Kopi Itu Kadang Kala Terasa Pahit

6:25 PM

"Liss, ntar sore kita ngopi yukk", begitulah isi sms gue ke Eliss siang itu. 


Siang itu, entah untuk kali keberapa, gue dengan segenap nyali yang udah gue kumpulkan dari sia-sia pergulatan  batin yang hebat,  akhirnya memberanikan diri untuk mengajak, Eliss, calon gebetan gue untuk ngopi bareng..

Sudah hampir 2 bulan ini gue berusaha ngedeketin Eliss, dan sudah hampir 2 bulan juga, gue selalu mencari-cari kesempatan agar gue bisa jalan berdua dengannya.
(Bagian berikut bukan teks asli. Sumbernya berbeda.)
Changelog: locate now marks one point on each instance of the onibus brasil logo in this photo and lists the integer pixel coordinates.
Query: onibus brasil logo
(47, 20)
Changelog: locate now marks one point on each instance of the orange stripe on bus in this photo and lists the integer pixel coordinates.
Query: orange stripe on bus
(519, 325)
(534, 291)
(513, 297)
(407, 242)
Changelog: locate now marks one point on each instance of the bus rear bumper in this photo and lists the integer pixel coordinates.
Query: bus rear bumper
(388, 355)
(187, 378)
Akan tetapi, semua upaya gue selalu runtuh saat dia bilang, "Ajak si Anu sama si anu juga ya??" "Biar makin rame!!".

Biar makin rame, begitu yang sering dia katakan ke gue.  Padahal jika gue jalan bareng Eliss dan teman-temanya, kans gue untuk mendekatinya bakalan turun drastis karena kalah pamor dan kalah cakep dari teman-teman yang sering dia ajak. Dan apa bila itu terjadi, maka kesempatan gue untuk bisa nembak dia pun nggak akan pernah ada.
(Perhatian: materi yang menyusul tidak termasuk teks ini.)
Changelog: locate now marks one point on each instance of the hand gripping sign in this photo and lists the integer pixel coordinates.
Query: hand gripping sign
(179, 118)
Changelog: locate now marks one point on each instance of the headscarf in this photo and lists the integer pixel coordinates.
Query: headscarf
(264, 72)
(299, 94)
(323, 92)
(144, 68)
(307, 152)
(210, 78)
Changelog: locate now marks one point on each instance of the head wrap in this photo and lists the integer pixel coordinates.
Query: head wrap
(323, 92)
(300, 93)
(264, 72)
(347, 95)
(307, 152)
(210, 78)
Belum lagi ada suatu paham yang aneh yang dianut oleh beberapa orang di lingkungan gue. Paham-paham yang membudaya di kalangan kami itu sama sekali nggak terlalu mendukung jika ada acara jalan bareng berdua seperti rencana yang bakal gue lakuin bareng Eliss siang itu.



Kami disini menganut suatu paham, yang menurut gue lebih banyak nggak pentingnya jika dibandingkan dengan tingkat signifikansi manfaat dari budaya tersebut. Oh ya, gue harap kalian semua tau arti "signifikansi", karena gue sendiri nggak tau.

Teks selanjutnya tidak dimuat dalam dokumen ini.